Battle of the Dynamic Sets

Overview

You will provide four implementations of the Dynamic Set ADT (see below, modified from Topic 4 Notes). You will then analyze their expected performance (this has been largely done in the lectures and textbook), and then test them empirically to see how your test data compares to expected performance. You will write a report on the results. The project is worth 60 points.

You may either use open source implementations of the following data structures (see the Assignments Page Section “Including Open Source Software” for requirements), or implement them yourself:

Sorted Doubly Linked Lists (Chapter 10 or Notes/Topic-04)
Skip Lists (Notes/Topic-05 or ftp://ftp.cs.umd.edu/pub/skipLists/skiplists.pdf)
Binary Search Trees (Chapter 12 or Notes/Topic-08)
Red-Black trees (Chapter 13 or [Notes/Topic-11]morea/110.balanced-trees/reading-notes-11.html)): for this, use Java TreeMap.

There are several advantages to implementing at least some of these yourself:

Others’ implementations may have incompatible assumptions.
You will understand the data structures and algorithms better
You can then offer your implementation to other students for extra credit in Implementation Project 2.

You will then write your own code, including:

Implementations of Dynamic Sets that use these data structures;
A main method to read in a file of strings, insert these in the dynamic set as keys, and run tests on all four implementations as specified below.

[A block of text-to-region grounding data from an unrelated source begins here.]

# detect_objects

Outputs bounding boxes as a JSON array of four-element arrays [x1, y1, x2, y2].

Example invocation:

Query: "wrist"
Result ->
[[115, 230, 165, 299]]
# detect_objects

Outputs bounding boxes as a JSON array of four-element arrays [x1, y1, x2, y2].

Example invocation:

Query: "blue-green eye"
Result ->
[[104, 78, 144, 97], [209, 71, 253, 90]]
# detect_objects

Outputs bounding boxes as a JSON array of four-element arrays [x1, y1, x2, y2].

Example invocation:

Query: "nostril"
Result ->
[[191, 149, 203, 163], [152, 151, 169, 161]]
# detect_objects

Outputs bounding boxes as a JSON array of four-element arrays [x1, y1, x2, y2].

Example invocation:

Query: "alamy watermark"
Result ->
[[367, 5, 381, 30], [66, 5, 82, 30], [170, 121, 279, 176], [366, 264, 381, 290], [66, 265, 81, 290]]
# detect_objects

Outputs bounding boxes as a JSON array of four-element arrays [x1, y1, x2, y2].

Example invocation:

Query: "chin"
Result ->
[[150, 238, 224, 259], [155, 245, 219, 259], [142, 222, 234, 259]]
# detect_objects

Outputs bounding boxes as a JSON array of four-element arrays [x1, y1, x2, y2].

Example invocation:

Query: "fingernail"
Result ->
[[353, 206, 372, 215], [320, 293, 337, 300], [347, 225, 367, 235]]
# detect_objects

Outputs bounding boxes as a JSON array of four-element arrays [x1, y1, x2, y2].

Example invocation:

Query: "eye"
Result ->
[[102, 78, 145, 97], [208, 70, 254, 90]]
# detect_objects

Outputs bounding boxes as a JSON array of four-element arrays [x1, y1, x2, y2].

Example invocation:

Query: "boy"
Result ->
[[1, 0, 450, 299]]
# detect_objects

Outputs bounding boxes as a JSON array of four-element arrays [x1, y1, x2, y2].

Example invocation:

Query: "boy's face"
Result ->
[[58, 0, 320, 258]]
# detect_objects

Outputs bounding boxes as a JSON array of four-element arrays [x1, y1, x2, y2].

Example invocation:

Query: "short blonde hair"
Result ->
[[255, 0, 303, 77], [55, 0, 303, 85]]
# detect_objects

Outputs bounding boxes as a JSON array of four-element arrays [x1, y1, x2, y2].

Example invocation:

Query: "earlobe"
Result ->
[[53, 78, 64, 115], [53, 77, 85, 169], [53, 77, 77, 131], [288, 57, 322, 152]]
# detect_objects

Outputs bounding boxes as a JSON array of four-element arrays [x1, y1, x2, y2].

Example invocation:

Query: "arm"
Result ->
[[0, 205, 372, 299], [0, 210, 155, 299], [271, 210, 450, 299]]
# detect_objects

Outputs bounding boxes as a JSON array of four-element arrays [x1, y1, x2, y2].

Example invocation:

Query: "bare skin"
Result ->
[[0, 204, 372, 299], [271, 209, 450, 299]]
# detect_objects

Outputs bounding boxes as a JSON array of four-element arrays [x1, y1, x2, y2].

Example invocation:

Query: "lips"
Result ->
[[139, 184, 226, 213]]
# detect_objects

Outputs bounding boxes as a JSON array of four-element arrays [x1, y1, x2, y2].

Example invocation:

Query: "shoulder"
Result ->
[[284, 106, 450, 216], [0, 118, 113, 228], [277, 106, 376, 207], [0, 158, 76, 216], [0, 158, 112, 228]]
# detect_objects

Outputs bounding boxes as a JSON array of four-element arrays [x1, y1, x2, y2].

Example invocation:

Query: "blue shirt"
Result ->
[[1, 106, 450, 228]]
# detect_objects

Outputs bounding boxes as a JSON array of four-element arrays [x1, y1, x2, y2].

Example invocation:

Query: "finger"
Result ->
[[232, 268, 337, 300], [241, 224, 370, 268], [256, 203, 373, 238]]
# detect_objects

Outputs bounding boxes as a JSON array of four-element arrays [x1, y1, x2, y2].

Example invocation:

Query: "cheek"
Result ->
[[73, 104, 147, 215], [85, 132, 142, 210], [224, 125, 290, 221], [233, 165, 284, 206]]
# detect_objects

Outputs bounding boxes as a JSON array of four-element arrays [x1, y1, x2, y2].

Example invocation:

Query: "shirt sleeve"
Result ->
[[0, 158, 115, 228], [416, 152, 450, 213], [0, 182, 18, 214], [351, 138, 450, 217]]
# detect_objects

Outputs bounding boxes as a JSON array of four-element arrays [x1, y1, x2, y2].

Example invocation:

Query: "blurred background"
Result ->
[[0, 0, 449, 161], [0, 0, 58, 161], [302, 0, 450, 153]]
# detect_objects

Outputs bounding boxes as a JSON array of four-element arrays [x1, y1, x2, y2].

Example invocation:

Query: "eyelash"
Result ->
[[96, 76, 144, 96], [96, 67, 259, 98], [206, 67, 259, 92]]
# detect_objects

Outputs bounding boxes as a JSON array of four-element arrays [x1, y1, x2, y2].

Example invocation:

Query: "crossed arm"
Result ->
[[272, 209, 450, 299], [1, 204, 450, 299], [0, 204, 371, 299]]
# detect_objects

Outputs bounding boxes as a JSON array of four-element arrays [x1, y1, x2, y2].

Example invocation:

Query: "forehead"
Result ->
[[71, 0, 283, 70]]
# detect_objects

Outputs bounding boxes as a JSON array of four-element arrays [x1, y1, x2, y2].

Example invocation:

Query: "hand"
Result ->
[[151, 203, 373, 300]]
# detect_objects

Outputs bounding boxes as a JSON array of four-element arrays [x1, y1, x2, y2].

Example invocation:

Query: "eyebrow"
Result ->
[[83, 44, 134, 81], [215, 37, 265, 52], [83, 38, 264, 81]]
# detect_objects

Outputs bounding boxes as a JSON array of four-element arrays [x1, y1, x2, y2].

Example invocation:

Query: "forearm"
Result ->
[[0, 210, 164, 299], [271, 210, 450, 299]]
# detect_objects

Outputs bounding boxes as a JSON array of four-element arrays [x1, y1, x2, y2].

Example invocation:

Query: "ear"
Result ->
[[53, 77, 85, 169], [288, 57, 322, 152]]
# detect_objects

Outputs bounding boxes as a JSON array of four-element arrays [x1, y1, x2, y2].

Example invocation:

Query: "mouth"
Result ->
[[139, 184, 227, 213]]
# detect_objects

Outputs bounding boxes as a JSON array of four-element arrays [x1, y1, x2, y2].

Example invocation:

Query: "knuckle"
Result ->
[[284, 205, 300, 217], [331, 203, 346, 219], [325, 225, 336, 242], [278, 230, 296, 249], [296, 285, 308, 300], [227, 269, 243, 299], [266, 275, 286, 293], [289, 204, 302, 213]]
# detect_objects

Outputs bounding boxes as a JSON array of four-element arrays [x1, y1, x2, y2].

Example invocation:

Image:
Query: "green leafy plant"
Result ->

We will provide you with data in the form of files of keywords (automatically generated names). There will be ten data files, three unsorted and three sorted of size 100, 1000, 10,000, 100,000 and 1,000,000. (See discussion below concerning the largest file.) We may use other data files in our testing, so make your code robust!

Your accompanying report will provide the minimum, average and maximum times in nanoseconds required for: insert, retrieve, successor, and predecessor, and the actual time for minimum and maximum, for each of the input files. You will compare these results to the theoretical analyses for the algorithms. While delete is not included in the timing tests, we will test that deletion works.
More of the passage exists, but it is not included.